Redshift Warehouse — Pilot, Kill, Re-Launch

Stood up the company's first data warehouse. Ran a Redshift Serverless pilot directly with the CTO and our AWS TAM, killed it for being a poor fit, launched provisioned instead. Sitemap generation went from 8 days to 4 hours.

Year 2023

Org RocketReach

Role Lead, with BI + Core Data + AWS team

Sitemap perf 8 DAYS → 4 HOURS · 48×

Surface FIRST COMPANY DW

Workload shape BATCH-HEAVY · NOT BURSTY

Decision KILLED SERVERLESS · LAUNCHED PROVISIONED

A judgment-and-stakeholder-management story as much as a perf story.

Problem

The company had no data warehouse. Analytics and core-data teams were both straining a transactional Postgres for queries it was never designed for, including SEO-load-bearing batch jobs that ran for over a week. We needed a real warehouse.

Process

I led the warehouse standup with the BI and Core Data teams and ran a Redshift Serverless pilot in direct collaboration with the CTO and our AWS rep. The pilot was clean and our usage was meaningful — but the workload shape was heavy scheduled batch, not bursty interactive analytics, and Serverless’s price model rewards exactly the opposite. I drove the decision to kill the Serverless pilot and launch provisioned instead, then shipped the production cluster with our DBA and a teammate.

After launch, I went deep on Redshift internals — distribution and sort keys, query planner behavior, vacuum/analyze patterns, merge-join geometry — and re-implemented one of the company’s most expensive jobs.

Outcome

Sitemap generation, which had been an ~8-day Postgres job, dropped to ~4 hours on Redshift — about a 48× speedup.

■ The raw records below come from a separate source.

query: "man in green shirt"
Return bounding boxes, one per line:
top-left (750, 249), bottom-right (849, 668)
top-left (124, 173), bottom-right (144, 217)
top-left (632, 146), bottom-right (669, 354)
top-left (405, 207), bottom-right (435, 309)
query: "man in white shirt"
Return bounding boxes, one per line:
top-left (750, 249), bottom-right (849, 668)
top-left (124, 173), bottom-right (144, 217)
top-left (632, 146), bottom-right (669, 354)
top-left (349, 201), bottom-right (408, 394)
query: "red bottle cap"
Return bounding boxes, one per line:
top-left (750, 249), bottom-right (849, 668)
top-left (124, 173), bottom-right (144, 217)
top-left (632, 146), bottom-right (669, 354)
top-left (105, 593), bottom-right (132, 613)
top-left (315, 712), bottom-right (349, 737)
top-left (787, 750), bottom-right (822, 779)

That’s the SEO sitemap pipeline; SEO is one of the most important top-of-funnel acquisition channels for the company, so the speedup was directly load-bearing for organic growth.

The pattern (Redshift compute → S3 → Lambda → queue → workers) became the template for downstream high-throughput data work, including the 5x5 partner integration and community-program matching.

STACK · Redshift · S3 · Postgres · Python